Monday, May 12, 2014

Declaration: Writing a Poetry Chapbook

Last week, after over a year of working on poetry, I published my first collection, titled "Declaration."  After looking into several different options, I used Amazon's CreateSpace self-publishing option.  Several other options exist, and I have no reason not to recommend them.  For poetry, though, an up-front investment makes little sense to the unknown self-publisher, whose dream is to have people read what he writes, and perhaps make dozens of dollars without quitting his day job.  Amazon allowed me to create a cover, load my book file, and put the book up for sale without any investment beyond ordering a physical proof (more on this below) and ordering author copies.

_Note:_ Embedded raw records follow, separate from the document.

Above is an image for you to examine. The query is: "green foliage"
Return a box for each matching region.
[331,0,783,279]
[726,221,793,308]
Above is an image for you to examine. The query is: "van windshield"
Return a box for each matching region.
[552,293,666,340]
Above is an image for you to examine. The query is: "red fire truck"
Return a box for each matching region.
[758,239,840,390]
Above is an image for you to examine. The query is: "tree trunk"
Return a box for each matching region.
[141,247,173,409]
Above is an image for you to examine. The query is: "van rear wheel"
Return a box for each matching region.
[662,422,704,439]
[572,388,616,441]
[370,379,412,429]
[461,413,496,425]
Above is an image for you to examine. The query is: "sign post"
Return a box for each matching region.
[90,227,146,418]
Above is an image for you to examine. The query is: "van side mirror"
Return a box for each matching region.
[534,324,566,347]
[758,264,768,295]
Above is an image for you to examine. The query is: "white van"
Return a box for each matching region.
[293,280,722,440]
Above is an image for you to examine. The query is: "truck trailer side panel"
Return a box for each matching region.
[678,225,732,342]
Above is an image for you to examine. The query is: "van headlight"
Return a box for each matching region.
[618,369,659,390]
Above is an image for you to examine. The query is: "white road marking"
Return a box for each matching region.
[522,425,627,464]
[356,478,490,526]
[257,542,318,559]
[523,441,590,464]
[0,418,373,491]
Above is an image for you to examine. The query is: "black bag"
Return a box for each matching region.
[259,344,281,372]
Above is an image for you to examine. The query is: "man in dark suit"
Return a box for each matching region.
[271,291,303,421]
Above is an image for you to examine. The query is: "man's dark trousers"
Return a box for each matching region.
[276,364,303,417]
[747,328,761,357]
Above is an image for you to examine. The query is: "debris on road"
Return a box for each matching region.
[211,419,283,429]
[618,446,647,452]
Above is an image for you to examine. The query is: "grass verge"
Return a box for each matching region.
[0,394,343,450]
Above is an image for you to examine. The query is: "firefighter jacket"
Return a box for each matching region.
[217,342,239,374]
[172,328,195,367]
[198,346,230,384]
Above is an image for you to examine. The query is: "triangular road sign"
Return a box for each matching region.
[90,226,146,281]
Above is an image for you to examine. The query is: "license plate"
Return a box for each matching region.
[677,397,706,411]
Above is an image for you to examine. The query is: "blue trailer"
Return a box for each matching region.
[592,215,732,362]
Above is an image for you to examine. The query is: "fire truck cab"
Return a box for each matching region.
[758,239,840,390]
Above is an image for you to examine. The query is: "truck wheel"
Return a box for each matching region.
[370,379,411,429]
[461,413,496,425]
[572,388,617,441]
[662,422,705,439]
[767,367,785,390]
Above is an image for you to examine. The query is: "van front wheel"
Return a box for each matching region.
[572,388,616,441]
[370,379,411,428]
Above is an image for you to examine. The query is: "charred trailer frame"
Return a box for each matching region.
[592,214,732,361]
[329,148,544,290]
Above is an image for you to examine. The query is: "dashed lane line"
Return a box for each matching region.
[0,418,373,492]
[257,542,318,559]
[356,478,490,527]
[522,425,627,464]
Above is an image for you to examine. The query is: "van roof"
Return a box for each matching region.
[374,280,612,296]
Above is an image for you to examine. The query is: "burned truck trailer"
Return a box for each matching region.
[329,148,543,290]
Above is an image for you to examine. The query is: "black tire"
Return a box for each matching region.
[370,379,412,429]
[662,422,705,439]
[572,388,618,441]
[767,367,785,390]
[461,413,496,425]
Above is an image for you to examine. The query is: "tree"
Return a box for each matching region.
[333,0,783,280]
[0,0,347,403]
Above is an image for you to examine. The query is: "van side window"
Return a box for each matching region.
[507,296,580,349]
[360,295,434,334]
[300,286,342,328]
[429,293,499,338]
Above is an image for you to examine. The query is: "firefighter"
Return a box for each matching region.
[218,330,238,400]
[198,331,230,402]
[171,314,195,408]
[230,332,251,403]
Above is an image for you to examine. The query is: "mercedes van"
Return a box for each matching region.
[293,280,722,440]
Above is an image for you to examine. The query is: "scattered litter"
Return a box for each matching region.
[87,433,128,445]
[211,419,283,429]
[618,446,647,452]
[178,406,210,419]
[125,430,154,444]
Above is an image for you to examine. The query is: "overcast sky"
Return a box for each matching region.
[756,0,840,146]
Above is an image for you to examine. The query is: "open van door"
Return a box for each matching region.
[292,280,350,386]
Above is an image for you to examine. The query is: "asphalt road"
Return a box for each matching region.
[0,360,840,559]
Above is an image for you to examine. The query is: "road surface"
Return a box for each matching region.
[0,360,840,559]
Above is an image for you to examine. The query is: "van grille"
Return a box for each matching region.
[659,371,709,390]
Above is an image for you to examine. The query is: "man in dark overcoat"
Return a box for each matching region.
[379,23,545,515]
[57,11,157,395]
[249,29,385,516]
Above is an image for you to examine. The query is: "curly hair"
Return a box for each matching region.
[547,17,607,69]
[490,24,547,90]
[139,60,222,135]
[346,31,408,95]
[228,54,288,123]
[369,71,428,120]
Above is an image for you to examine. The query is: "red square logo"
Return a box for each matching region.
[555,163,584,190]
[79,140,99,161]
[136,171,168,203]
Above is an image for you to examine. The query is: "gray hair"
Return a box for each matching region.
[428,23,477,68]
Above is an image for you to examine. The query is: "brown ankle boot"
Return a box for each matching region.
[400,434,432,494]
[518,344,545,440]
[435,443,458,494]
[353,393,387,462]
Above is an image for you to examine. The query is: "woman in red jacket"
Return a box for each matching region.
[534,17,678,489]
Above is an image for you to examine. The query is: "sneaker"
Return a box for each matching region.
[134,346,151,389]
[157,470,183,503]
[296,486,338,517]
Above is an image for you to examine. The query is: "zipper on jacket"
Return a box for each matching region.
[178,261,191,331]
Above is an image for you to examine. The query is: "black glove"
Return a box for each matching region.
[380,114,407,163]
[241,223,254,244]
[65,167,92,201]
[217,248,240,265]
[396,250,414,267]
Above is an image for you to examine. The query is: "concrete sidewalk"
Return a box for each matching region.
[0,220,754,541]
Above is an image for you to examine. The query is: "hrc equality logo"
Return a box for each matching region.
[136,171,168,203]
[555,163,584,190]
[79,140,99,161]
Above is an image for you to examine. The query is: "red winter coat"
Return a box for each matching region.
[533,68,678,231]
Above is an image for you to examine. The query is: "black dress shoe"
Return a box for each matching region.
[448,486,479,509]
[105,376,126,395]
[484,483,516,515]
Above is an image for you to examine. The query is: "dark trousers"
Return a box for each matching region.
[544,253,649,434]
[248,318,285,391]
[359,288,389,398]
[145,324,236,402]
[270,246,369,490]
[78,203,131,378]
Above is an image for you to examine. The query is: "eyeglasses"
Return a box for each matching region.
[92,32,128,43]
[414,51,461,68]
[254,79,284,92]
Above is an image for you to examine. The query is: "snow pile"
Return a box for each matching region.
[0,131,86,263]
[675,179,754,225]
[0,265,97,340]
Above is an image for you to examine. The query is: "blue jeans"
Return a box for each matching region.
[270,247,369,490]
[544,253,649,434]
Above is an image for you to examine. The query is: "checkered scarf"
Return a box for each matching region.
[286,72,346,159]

http://www.amazon.com/Declaration-Jeff-Roush/dp/1499141580
 
 
While all of the production tools made it possible to put something out there, none of it matters if the poetry doesn't work.  So writing poetry, and writing a chapbook, represent the focus of this post.
 
What Is a Chapbook?
 
A chapbook is a small collection of poetry, usually organized around a specific theme.  They may be loose- or spiral-bound, or they may be bound in a more traditional book form.  They may be anywhere from fifteen to sixty pages of poetry, with most in the twenty to thirty range.  The key, then, is to focus on the poetry and the theme, and let the page count work itself out.
 
Building a Theme
 
So how do you create a theme?  For me, the theme arrived in two stages.  From the beginning, my concept was the "inalienable rights" that the Declaration of Independence delineates.  I separated the chapbook into three sections: "Life," "Liberty," and "Pursuit."  These categories cross over each other.  Life contains a breadth that includes liberty, and liberty is in turn a necessary component for one to pursue one's bliss, as Joseph Campbell famously urged.  And therein lies part of the point: we label and separate pieces of ourselves and what we do, and I strive in the poems to show the ways everyday life falls both between and across those categories.
 

As I began to arrange the book, am underlying theme revealed itself: music.  Some of the poems approach music overtly: "Chasing Music" and "Symphonic Suite for a Traffic Jam" rely openly on musical concepts, while "Stolen Guilty Moments" and "Messiah in Waiting" carry music in the text.  Working through, though, the natural music of language pulled at me: ebb and flow, noise and silence, accents and harmonies.  My cover design and subtitle, "A Poetry Chapbook in Three Movements," provide a call out to this theme that came only after I looked at a physical proof of the completed collection.
 
Revision and Cuts
 
I completely cut eight poems that I wrote for "Declaration."  Writing sprawls across every emotion, from despair to exuberance.  This, though, hurts the most.  Every poem took work, and represented something that matters to me.  But poetry isn't my soul or my feelings; it is merely an attempt to convey those in a way respectful to my desired audience.  Some poems, I hope and believe, achieve this.  Others, most often the poems born of the rawest emotions, failed, and after trying to find ways to save them, I thought it better to excise them from the collection.
 
Other poems simply didn't work within my theme, or were such blatant attempts to be clever or discursive that as a reader, I didn't feel right about including them.  Writing for myself is one thing, and I found catharsis or egotistical delight in some poems.  But publishing represents a shift away from this and toward writing for others.  I made decisions to include or exclude accordingly.
 
Final Product
 
In the end, this collection contained 24 poems, divided into three sections of eight each.  All are free verse; I worked on a villanelle for weeks, but I found myself writing for the form and losing substance.  Lines and structure matter, but I was able to shape the form of each to the individual poem rather than try to imitate canonical writers.  And all drive through with the overarching themes in mind.
 
Writing a chapbook means more than writing several poems, and I tried to maintain and revisit periodically the concepts I put in play when creating and ultimately publishing "Declaration."  My goal was to carefully craft parts that fit that whole in a way that lifted the collection above the sum of its component parts.  As with any published work, though, my readers must decide whether I actually achieved this.